American attorney (1879–1922)

Endicott Peabody Saltonstall (April 15, 1879 – December 19, 1922) was an American attorney who served as District Attorney of Middlesex County, Massachusetts from 1921 to 1922.

==Early life==
Saltonstall was born on December 25, 1872, to Leverett and Rose Smith ( Lee) Saltonstall (a daughter of John Clarke Lee). He graduated Harvard College in 1894 and Harvard Law School in 1897. He played a few games for the Harvard Crimson football after spending a year on the freshman squad. On November 2, 1898, he married Elizabeth Baldwin Dupee in Brookline, Massachusetts.

==Career==
After law school, Saltonstall worked in the office of Nichols & Cobb in Boston. He then worked in the Boston Elevated Railway's legal department. From 1902 to 1905 he was affiliated with the firm of Richardson, Herrick & Neave. He then entered a partnership with Albert P. Carter and Robert G. Dodge. The partnership was dissolved in 1910. He later formed a partnership with Charles W. Blood.

===Political career===
From 1899 to 1904, Saltonstall was a member of the Newton, Massachusetts Board of Aldermen.

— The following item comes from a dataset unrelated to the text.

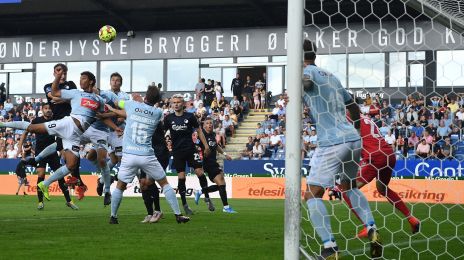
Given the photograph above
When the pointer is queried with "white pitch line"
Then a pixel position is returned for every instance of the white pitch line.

On October 5, 1921, Saltonstall was appointed District Attorney of Middlesex County by Governor Channing H. Cox. He succeeded Nathan A. Tufts, who had been removed from office for misconduct. He named his law partner Charles W. Blood as his first assistant and his nephew, Leverett Saltonstall, as second assistant. He was not a candidate in the 1922 election.

==Personal life==
Saltonstall was married to Elizabeth Baldwin Dupee, a daughter of William Richardson Dupee and Jeannie Ursula Dupee. Together, they were the parents of:

- Endicott Peabody Saltonstall (1900–1943), who married Ellen Edwards.
- Elizabeth Saltonstall (1900–1990), an art teacher.
- Florence Saltonstall (1913–1990), who died unmarried.

Saltonstall died suddenly on December 19, 1922, at his home in Newton from an attack of phlebitis. His widow died in October 1951.